The charge applies if you, or your partner, individually have income more than £50,000, and

  • you or your partner get Child Benefit, or
  • someone else gets Child Benefit for a child living with you, and they contribute at least an equal amount towards the child’s upkeep.

The charge applies regardless of whether the child living with you is your child, or not. Note, too, that for the HICBC, partner doesn’t just mean spouse or civil partner, but includes someone you live with as if you were married.

The threshold to watch is what’s called ‘adjusted net income’. This is taxable income after deducting Gift Aid payments and pension contributions, but including interest from savings and dividends. If both you, and your partner, have income over the £50,000 threshold, the one with the higher income is responsible for paying HICBC.

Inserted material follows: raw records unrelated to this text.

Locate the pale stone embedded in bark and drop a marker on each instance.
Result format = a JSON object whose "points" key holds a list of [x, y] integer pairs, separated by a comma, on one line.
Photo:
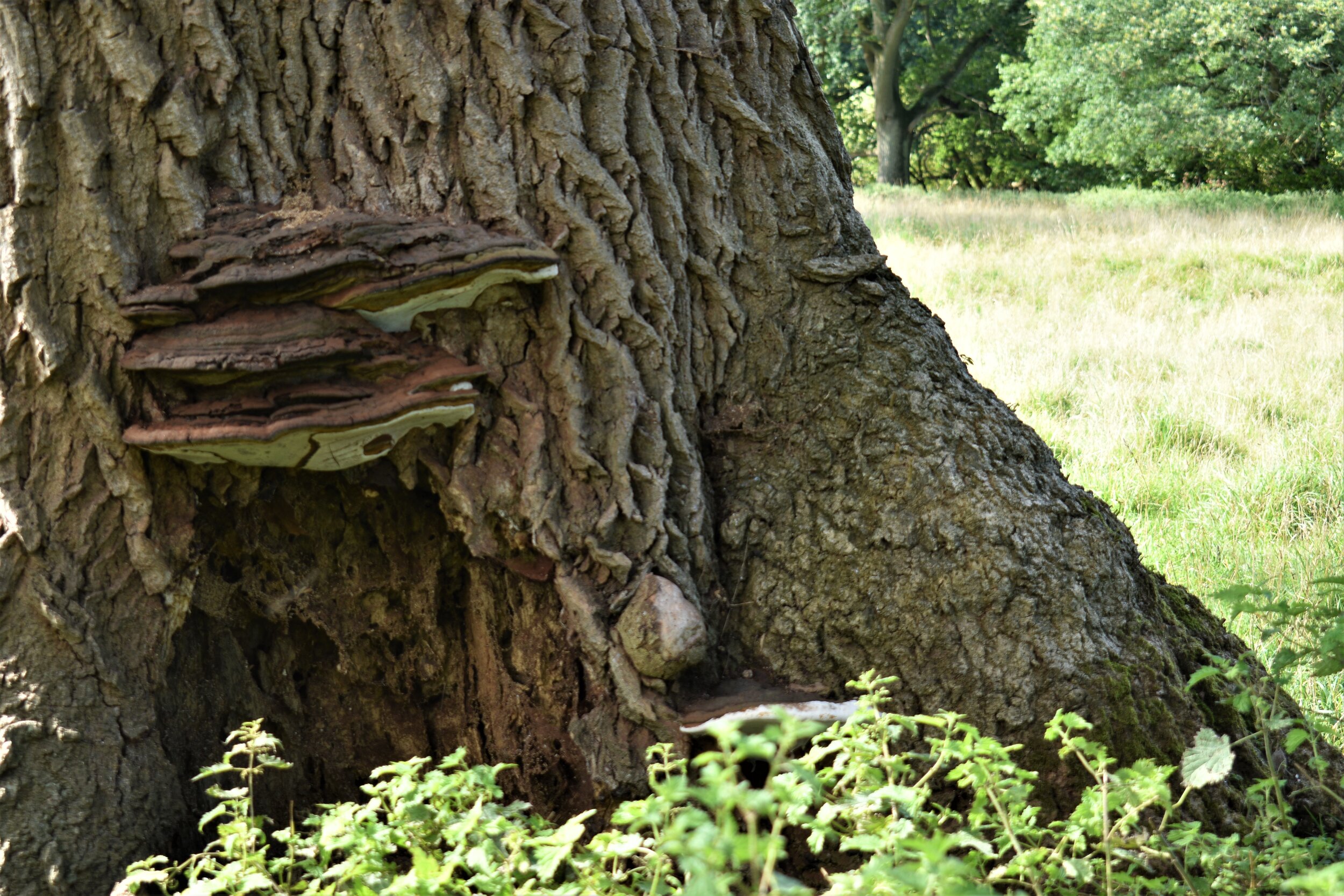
{"points": [[808, 461], [662, 632]]}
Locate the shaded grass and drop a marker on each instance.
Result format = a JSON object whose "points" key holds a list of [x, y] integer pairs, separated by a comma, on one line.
{"points": [[1182, 353]]}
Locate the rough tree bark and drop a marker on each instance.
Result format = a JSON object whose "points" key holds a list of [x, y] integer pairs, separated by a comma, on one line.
{"points": [[724, 386]]}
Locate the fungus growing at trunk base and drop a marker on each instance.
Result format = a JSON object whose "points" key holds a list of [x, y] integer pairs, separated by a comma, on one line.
{"points": [[288, 334]]}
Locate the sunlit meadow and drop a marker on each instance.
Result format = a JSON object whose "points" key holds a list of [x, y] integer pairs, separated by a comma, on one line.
{"points": [[1182, 353]]}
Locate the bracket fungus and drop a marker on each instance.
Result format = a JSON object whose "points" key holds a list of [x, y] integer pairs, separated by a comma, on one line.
{"points": [[284, 340]]}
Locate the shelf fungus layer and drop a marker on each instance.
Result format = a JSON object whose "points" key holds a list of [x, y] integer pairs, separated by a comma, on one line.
{"points": [[386, 268], [285, 338], [320, 428]]}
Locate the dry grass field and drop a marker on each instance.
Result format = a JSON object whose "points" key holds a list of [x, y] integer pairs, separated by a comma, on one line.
{"points": [[1183, 354]]}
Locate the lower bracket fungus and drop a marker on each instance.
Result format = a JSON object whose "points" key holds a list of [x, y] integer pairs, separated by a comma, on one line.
{"points": [[287, 340]]}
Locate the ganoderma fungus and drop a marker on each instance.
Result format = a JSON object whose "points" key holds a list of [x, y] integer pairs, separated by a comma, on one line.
{"points": [[386, 268], [287, 335], [316, 428]]}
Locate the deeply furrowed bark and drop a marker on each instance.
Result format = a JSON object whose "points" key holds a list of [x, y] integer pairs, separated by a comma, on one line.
{"points": [[793, 442]]}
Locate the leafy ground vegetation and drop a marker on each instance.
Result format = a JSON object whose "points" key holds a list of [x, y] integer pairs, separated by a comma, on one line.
{"points": [[1182, 353], [880, 804]]}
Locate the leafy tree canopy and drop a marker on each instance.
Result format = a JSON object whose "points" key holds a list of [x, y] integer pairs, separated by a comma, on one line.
{"points": [[1242, 92], [948, 58]]}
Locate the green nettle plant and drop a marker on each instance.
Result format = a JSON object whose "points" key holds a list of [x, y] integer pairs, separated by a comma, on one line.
{"points": [[861, 794]]}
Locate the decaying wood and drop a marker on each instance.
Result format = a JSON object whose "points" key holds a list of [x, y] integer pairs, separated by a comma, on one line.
{"points": [[863, 503]]}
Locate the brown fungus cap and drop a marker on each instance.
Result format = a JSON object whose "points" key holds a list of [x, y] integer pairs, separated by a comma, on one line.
{"points": [[287, 334], [386, 268], [326, 428]]}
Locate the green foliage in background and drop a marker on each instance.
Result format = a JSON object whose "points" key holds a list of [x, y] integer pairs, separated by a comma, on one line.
{"points": [[866, 797], [961, 140], [1246, 93]]}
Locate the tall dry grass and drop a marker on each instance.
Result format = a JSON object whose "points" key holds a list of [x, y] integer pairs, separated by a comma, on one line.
{"points": [[1182, 354]]}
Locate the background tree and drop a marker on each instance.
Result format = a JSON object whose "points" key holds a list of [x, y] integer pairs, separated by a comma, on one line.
{"points": [[1241, 92], [904, 76], [724, 386]]}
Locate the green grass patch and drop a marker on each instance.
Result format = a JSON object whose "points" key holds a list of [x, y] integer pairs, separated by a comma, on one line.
{"points": [[1182, 351]]}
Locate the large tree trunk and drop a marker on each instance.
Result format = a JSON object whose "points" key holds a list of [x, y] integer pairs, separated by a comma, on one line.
{"points": [[724, 386], [896, 143]]}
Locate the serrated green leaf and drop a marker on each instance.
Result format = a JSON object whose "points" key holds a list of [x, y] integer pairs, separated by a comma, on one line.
{"points": [[1203, 672], [1209, 761]]}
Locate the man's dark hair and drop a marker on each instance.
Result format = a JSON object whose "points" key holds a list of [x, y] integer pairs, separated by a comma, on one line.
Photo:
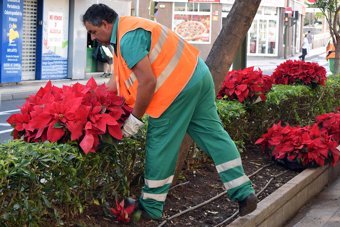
{"points": [[99, 12]]}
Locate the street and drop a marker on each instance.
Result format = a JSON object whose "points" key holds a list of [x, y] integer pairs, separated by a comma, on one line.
{"points": [[266, 65], [6, 109]]}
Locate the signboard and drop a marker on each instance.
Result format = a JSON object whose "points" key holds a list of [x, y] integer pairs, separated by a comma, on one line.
{"points": [[193, 28], [271, 3], [11, 40], [55, 29], [205, 1], [55, 40], [289, 11]]}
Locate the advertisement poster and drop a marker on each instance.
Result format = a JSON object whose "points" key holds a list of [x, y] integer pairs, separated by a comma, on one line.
{"points": [[55, 40], [11, 49], [193, 28]]}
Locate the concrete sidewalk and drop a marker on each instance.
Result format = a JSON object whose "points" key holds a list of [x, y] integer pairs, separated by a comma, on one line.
{"points": [[23, 89]]}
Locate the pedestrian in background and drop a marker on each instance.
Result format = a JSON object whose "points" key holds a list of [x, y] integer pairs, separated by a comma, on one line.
{"points": [[310, 40], [104, 55], [330, 54], [305, 46], [162, 75]]}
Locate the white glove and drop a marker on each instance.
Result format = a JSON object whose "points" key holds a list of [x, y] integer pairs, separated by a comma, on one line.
{"points": [[131, 126]]}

The HICBC claws back Child Benefit at a rate of 1% for every £100 of income between £50,000 and £60,000. By the time income reaches £60,000, all Child Benefit payment is effectively lost. You can disclaim the actual Child Benefit payments, so you don’t pay the charge.

What to look out for

What takes many people unawares is that it’s your responsibility to tell HMRC if your income is over the HICBC limit, making you liable to the charge. What’s more, there are time limits involved. If you don’t already submit a self assessment tax return, you need to tell HMRC within six months of the end of the tax year: that’s by 5 October of the following tax year. If liable to HICBC, you need to file a self assessment tax return each year – even if you are an employee and usually pay tax through PAYE.

Many people are also taken aback by the fact that if you don’t tell HMRC within the relevant timescale, it can charge a penalty for non-notification. This is worked out with reference to what’s called the potential lost revenue, and hinges on two factors: whether it considers your behaviour was deliberate or not; and whether it gets the information because it has ‘prompted’ you, or you provided it voluntarily.

Where couples keep their financial affairs separate, the stakes can increase. It’s not unusual to find that someone is faced with a demand for HICBC for a run of years, plus failure to notify penalties, when they weren’t even aware that their partner was claiming Child Benefit.

This happened to taxpayer, Mr Ashe, who got a ‘nudge’ letter from HMRC, telling him to check whether he ought to pay the charge – eight years after he had started living with his partner. He simply hadn’t known that his partner claimed for her two children. In Mr Ashe’s case, HMRC raised an assessment for more than £4,000 for HICBC, and just over £300 in penalties.

Fortunately, on this occasion, all the penalties were ultimately cancelled.